At times it seems like making organ donation is a better option, however, donating organ should be a choice and not really made mandatory. The only thing that should be made mandatory is that the family of the donor who has pledged his/her organs before dying should go ahead and donate post the death of the person. There are often cases where a living person has filled up his/her consent for organ donation but after his/her death the family did not inform the hospital for immediate organ harvesting.

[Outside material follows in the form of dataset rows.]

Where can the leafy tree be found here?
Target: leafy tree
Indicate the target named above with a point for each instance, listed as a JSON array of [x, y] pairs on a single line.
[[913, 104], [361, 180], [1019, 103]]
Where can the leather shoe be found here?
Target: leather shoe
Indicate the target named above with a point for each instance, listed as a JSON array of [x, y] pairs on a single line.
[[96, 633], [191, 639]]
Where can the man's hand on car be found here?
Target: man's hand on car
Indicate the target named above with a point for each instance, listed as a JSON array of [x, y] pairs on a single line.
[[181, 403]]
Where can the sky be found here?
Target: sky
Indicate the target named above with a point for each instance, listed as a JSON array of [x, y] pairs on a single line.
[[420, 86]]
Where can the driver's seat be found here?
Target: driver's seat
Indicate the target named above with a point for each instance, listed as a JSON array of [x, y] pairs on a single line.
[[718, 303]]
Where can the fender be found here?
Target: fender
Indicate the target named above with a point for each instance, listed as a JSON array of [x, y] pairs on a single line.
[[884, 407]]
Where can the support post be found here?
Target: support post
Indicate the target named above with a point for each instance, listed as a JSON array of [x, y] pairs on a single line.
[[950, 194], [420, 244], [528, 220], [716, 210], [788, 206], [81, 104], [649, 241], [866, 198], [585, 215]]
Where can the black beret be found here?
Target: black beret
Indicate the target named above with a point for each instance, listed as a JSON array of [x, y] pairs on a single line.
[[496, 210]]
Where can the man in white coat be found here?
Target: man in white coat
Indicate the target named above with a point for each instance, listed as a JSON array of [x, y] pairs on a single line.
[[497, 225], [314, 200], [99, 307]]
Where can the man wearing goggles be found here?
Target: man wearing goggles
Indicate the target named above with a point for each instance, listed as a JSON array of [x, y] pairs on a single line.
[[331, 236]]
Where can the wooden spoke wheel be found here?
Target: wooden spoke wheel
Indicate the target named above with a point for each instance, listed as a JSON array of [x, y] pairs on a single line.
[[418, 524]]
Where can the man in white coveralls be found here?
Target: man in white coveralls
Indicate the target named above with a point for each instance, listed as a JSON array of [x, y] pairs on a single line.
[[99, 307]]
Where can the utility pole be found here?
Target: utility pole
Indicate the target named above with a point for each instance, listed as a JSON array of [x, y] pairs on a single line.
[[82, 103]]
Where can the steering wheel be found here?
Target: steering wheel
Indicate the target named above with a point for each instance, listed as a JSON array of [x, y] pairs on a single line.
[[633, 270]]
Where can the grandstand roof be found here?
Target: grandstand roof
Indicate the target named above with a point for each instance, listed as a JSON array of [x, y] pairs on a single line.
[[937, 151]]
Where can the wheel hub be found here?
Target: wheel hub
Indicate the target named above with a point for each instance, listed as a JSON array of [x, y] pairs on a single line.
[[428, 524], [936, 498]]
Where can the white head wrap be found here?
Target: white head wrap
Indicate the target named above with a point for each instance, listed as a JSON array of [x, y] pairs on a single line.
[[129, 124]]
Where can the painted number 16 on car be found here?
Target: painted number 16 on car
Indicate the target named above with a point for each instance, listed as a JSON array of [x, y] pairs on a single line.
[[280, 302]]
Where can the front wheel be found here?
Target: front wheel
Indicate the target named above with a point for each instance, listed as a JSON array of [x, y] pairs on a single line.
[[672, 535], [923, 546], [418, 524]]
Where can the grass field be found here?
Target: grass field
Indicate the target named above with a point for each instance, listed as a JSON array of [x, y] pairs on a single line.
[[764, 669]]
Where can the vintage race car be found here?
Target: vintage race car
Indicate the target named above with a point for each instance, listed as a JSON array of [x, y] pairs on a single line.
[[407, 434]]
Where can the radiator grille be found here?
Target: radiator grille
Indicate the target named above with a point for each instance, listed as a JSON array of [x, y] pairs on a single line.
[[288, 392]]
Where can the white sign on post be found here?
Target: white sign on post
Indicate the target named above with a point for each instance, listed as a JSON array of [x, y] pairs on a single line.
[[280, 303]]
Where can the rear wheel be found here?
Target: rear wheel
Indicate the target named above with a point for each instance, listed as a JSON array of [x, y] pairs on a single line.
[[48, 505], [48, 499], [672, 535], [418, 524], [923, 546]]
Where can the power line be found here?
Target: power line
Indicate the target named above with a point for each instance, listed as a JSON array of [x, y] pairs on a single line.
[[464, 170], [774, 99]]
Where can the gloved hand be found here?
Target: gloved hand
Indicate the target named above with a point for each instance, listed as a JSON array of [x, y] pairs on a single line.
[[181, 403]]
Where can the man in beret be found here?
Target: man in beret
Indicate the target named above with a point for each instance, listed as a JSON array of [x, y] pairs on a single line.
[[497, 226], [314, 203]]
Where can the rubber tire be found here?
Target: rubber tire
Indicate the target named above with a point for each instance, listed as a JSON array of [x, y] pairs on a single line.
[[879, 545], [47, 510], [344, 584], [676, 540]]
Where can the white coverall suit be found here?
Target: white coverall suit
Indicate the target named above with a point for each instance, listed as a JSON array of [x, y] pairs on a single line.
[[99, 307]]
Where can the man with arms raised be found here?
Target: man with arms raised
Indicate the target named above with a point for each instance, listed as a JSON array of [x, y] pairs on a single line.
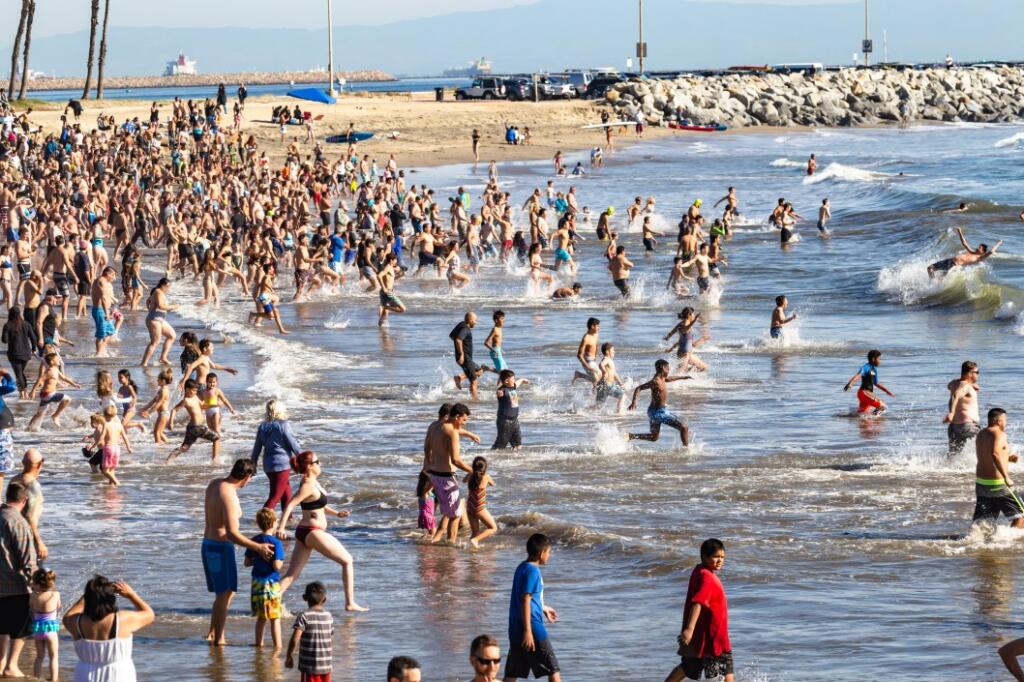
[[222, 514]]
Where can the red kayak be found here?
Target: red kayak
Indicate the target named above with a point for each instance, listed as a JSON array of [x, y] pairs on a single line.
[[687, 126]]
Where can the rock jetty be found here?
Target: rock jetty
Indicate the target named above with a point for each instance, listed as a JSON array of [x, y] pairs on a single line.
[[257, 78], [848, 97]]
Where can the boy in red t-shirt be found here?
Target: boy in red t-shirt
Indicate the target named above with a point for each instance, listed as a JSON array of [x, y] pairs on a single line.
[[704, 642]]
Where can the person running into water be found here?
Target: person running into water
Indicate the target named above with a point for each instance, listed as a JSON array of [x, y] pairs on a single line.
[[704, 639], [587, 352], [685, 357], [971, 257], [868, 375], [963, 416], [778, 317], [993, 486], [657, 413]]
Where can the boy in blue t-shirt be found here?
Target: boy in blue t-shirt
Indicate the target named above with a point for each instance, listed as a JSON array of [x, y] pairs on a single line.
[[529, 648], [265, 596]]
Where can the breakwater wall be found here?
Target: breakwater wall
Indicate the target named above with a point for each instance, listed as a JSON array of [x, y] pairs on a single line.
[[231, 80], [848, 97]]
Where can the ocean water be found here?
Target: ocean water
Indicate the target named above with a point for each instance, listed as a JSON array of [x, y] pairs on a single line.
[[850, 554]]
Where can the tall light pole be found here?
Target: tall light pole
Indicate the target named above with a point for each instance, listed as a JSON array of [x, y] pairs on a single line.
[[330, 49], [641, 46], [867, 41]]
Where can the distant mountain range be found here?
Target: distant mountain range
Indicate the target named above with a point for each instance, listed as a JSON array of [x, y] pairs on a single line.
[[558, 34]]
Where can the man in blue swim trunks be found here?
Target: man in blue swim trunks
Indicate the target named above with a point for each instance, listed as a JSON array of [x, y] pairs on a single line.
[[102, 299], [219, 539], [657, 413]]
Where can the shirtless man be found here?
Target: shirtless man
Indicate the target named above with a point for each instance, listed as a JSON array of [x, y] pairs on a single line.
[[102, 300], [385, 280], [440, 459], [993, 486], [587, 353], [51, 380], [620, 267], [222, 513], [657, 413], [972, 257], [824, 215], [963, 416], [702, 262], [197, 427]]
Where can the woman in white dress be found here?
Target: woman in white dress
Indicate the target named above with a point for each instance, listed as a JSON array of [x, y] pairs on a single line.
[[102, 634]]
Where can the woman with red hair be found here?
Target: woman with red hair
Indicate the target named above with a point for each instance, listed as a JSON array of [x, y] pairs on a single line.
[[311, 533]]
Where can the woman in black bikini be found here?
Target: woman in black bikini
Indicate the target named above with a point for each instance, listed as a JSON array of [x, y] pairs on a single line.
[[311, 533]]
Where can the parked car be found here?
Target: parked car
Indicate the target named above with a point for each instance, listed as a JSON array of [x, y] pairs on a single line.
[[553, 87], [519, 88], [482, 88], [579, 80], [601, 84]]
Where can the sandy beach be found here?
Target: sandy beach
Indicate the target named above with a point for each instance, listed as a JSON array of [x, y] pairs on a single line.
[[430, 133]]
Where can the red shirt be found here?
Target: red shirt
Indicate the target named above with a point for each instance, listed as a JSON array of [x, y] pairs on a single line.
[[711, 637]]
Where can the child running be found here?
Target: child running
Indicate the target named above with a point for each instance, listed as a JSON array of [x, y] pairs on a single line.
[[311, 634], [160, 405], [45, 604], [265, 595], [476, 506]]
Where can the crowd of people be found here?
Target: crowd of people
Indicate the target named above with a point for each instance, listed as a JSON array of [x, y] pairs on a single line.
[[194, 197]]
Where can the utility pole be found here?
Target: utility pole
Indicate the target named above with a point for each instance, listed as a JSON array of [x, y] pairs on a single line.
[[330, 50], [641, 46], [866, 45]]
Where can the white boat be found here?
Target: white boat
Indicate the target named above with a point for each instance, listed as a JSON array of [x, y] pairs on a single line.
[[180, 67]]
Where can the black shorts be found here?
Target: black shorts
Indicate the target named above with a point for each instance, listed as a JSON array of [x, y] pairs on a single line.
[[509, 433], [541, 661], [712, 667], [15, 616], [196, 431]]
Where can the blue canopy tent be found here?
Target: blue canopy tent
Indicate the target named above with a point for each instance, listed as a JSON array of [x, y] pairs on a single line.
[[312, 94]]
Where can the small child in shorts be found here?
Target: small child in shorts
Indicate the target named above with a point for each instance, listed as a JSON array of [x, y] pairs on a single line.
[[265, 595], [311, 634]]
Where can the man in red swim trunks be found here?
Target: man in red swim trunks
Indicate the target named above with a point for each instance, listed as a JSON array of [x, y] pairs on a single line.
[[868, 375]]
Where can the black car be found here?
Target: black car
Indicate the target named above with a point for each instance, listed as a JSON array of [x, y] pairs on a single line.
[[601, 84]]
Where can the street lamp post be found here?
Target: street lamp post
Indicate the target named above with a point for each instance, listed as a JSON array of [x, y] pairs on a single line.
[[330, 50]]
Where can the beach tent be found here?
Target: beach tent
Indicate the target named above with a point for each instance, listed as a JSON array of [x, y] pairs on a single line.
[[312, 94]]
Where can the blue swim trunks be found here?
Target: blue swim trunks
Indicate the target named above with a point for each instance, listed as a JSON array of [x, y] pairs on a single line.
[[662, 416], [219, 566], [498, 359], [104, 327]]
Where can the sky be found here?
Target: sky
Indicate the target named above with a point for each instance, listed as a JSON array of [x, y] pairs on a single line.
[[58, 16]]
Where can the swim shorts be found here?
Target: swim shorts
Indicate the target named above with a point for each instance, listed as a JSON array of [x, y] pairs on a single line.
[[196, 431], [993, 498], [264, 600], [866, 400], [104, 328], [712, 667], [960, 434], [660, 416], [448, 495], [219, 566], [498, 359], [541, 662]]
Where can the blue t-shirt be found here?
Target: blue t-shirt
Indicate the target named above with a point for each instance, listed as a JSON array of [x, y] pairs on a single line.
[[262, 570], [527, 581], [337, 248]]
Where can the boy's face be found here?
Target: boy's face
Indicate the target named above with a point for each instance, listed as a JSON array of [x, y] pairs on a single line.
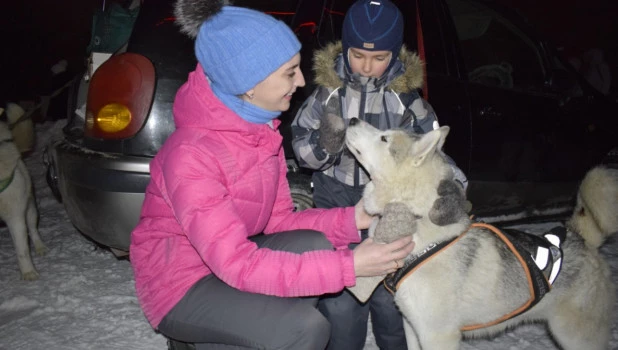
[[369, 63]]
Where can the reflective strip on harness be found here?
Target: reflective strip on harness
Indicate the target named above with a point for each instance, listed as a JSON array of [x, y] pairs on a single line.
[[539, 273]]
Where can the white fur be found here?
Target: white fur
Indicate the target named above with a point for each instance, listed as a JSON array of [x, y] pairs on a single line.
[[23, 131], [18, 207], [471, 282]]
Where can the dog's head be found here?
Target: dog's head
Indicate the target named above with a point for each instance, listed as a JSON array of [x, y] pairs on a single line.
[[594, 216], [403, 167], [391, 152]]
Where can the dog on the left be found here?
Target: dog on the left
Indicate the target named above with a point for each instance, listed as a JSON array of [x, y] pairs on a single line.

Fostering the attitude of charity is the need of the hour for a healthy society. The best way to address this is to make a policy where everyone is automatically a donor unless they opt out for reasons beyond their control. The option for opting out for valid reason should be there so that people do not feel pressurized to help. Organ donation is the greatest gift we can give each other and this altruistic feeling should come from within. This will be possible only when people understand the importance of organ donation. The Health department should take an active role in educating the mass about the importance of organ donation, break the myths surrounding organ donation and once people understand and actively start donating without fear, not only will more lives be saved but these unhealthy nexus of organ trafficking also can be controlled to a great extent.